俺はドンに教わった『怪我をしない受け身と回避』のステップを思い出し、ギリギリまで引きつけてから、半歩だけ右へスッと身をかわした。

鋭い角が、俺の脇腹を数ミリの差で通り抜けていく。


「いける……!」


敵の突進の勢いが止まらないうちに、俺はガイルに叩き込まれた『重心を落とした剣の軌道』で、すかさず古剣を振り下ろした。

リコの演算サポートが、俺の素人くさい筋肉の動かし方を一瞬で最適化する。

ズバァァンッ!!

鈍い手応えと共に、振り下ろした剣がホーンラビットの急所を的確に捉えた。

魔物は悲鳴を上げる間もなく、地面を数回バウンドして動かなくなった。


「……やった」


俺は荒い息を吐きながら、剣を下ろした。

魔法や閃光を使ったわけじゃない。ただ、教えてもらった基礎を忠実に再現しただけだ。


「おおおおおっ!! マジかよ!!」


後ろで見ていたガイルが、両手を上げて歓声を上げた。

他の3人も駆け寄ってきて、次々と俺の背中や肩をバンバンと叩く。


「すげえぞリオン! あの引きつけからのステップ、ドン顔負けじゃないか!」


「剣の振りも迷いがなくて完璧だったわ! とても数日前まで剣を握ったこともなかった素人とは思えない!」


プロの冒険者たちから口々に褒められ、俺は少し照れくさくなって頭を掻いた。


「ありがとうございます。

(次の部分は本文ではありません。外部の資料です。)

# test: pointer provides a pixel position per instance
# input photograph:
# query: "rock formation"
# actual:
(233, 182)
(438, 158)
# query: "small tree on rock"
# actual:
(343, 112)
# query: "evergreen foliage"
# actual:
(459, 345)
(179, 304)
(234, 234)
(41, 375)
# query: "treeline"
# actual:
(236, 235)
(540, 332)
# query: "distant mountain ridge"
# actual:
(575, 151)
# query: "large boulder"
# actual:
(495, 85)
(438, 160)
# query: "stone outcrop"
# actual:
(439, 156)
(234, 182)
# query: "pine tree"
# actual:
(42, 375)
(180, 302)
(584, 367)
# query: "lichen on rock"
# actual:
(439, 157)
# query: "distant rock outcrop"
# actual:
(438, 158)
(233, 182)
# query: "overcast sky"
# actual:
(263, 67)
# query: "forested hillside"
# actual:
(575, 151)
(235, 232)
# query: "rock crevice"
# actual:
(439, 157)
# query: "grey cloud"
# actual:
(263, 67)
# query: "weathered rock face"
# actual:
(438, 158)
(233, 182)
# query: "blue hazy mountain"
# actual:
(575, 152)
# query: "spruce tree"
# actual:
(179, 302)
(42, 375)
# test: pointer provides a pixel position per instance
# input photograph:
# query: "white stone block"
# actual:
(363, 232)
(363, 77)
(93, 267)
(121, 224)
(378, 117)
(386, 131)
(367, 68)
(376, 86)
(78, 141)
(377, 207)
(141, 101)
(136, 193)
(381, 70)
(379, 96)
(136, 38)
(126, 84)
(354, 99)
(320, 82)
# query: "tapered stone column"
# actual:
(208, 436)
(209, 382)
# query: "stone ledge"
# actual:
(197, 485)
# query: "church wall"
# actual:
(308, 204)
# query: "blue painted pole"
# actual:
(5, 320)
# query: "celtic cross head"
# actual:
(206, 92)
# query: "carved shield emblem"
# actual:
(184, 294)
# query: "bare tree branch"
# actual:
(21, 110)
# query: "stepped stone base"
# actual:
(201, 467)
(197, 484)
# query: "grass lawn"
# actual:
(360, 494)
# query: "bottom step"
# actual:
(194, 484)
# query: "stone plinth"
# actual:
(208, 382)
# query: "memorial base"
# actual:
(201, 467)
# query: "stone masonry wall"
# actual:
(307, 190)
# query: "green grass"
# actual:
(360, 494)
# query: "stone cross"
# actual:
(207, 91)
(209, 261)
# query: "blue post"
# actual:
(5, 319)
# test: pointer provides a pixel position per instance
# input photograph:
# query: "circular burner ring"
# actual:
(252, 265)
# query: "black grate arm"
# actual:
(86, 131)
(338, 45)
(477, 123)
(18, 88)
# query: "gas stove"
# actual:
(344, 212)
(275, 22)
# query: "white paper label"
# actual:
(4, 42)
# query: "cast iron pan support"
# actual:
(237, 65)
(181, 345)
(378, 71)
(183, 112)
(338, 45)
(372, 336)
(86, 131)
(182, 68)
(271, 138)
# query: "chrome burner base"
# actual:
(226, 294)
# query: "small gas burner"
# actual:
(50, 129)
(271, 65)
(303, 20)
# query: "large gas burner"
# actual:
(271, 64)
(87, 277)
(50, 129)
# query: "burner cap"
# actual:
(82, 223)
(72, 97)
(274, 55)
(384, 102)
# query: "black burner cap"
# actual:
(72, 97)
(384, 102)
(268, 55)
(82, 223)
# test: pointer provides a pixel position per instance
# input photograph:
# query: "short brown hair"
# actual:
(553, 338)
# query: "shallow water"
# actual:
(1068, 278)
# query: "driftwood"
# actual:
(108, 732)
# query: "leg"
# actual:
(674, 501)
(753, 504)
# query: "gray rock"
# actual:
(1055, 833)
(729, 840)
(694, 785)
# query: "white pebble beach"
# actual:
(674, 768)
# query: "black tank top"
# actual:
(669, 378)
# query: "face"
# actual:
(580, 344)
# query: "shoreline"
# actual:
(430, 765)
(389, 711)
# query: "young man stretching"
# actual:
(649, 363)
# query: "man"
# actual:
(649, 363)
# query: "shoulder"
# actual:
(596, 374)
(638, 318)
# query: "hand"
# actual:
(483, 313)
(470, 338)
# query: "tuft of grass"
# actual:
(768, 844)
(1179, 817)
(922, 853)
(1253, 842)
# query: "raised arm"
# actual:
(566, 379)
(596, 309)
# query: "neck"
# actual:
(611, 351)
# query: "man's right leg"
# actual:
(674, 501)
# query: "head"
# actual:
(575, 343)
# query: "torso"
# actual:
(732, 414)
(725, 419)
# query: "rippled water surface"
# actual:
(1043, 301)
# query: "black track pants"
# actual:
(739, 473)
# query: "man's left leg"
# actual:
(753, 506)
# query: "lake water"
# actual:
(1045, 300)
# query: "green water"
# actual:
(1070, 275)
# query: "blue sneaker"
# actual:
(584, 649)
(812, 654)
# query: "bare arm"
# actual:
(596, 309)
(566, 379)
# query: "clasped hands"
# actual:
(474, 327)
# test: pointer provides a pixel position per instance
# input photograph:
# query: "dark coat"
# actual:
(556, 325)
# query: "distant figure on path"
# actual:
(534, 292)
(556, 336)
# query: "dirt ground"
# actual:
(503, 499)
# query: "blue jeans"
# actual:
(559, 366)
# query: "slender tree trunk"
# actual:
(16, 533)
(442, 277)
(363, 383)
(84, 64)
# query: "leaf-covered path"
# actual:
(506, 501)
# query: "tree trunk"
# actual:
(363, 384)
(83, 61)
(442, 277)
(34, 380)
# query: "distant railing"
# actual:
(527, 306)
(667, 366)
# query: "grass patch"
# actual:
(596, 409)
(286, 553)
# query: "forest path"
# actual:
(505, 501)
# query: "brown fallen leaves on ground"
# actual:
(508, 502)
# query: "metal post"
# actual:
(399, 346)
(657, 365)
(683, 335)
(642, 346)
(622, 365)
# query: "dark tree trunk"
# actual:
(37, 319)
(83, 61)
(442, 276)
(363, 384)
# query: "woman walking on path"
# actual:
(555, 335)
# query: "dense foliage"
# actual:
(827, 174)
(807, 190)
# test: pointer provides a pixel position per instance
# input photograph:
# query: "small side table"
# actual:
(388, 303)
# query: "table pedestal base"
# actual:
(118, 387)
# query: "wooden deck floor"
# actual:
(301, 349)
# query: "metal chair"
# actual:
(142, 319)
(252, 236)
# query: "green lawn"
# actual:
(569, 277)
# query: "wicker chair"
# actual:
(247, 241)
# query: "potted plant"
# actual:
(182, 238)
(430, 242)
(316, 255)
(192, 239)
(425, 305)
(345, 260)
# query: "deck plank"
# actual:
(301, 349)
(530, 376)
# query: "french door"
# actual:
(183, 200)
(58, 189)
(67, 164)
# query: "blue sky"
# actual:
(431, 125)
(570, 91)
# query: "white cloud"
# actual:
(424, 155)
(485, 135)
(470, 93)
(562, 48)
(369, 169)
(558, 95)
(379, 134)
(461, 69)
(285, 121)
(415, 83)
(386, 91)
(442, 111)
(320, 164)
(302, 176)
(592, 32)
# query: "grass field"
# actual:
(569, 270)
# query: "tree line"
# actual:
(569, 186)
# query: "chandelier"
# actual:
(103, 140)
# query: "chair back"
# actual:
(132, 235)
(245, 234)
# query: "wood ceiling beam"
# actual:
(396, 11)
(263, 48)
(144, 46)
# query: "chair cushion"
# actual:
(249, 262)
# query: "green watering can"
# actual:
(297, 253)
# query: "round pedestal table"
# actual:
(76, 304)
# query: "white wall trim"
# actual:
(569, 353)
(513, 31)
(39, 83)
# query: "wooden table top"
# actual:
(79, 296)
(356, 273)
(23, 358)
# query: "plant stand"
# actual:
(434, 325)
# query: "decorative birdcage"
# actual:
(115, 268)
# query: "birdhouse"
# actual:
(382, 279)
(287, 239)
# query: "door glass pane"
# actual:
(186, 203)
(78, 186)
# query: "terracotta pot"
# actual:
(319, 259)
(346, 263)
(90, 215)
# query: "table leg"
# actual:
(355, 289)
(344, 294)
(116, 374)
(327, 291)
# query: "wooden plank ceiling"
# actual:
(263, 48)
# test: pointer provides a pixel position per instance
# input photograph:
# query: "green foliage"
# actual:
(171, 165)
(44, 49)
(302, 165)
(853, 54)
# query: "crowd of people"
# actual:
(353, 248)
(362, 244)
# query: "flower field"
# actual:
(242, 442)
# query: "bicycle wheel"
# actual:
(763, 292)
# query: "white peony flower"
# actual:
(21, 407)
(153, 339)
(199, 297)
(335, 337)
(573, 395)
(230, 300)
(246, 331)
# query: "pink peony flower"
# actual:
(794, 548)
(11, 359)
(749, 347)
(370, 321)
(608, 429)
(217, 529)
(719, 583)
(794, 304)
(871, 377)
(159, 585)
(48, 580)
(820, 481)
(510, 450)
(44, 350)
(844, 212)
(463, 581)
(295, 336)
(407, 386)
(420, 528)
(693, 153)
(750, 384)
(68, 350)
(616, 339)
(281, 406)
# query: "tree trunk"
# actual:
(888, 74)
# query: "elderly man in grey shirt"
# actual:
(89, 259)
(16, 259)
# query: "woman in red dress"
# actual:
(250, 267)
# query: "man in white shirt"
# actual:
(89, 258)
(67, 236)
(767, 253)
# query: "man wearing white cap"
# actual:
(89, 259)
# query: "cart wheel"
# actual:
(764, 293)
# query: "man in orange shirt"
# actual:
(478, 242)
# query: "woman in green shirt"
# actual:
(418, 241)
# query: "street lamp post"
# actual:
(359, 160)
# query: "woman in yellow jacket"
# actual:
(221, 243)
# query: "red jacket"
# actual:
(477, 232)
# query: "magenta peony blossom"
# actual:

皆さんが丁寧に教えてくれたおかげです」


「いやいや、お前の飲み込みの早さが異常なんだよ。……これなら、街のギルドでも堂々と冒険者登録できるな!」


ガイルが嬉しそうに笑い、俺の背中を強く押した。

自分の身を守るための、最低限の戦う力。それを身につけられたことが、素直に嬉しかった。

◆ ◆ ◆


それから数時間後。

森の木々が途切れ、視界が開けた先。


「見えたぞ。あれが『城塞都市リバニア』だ」


ガイルが指差す先には、巨大な石造りの城壁に囲まれた、とてつもなく大きな街がそびえ立っていた。

城壁の門には長蛇の列ができ、馬車や商人、そして様々な種族の人々が行き交っている。


「すげえ……! 本当に、ファンタジーの街だ……」


人間だけでなく、尖った耳を持つエルフや、小柄で筋肉質なドワーフ。そして獣の耳や尻尾を持つ獣人たち。

俺は、初めて見る『異世界そのもの』の光景に、胸の高鳴りを抑えきれなかった。


「さあ、着いたぞ。まずはギルドに向かおうぜ!」


未知の食材、未知の料理、そして未知の出会い。

期待に胸を膨らませながら、俺は冒険者たちと共に、活気あふれる街の門をくぐった。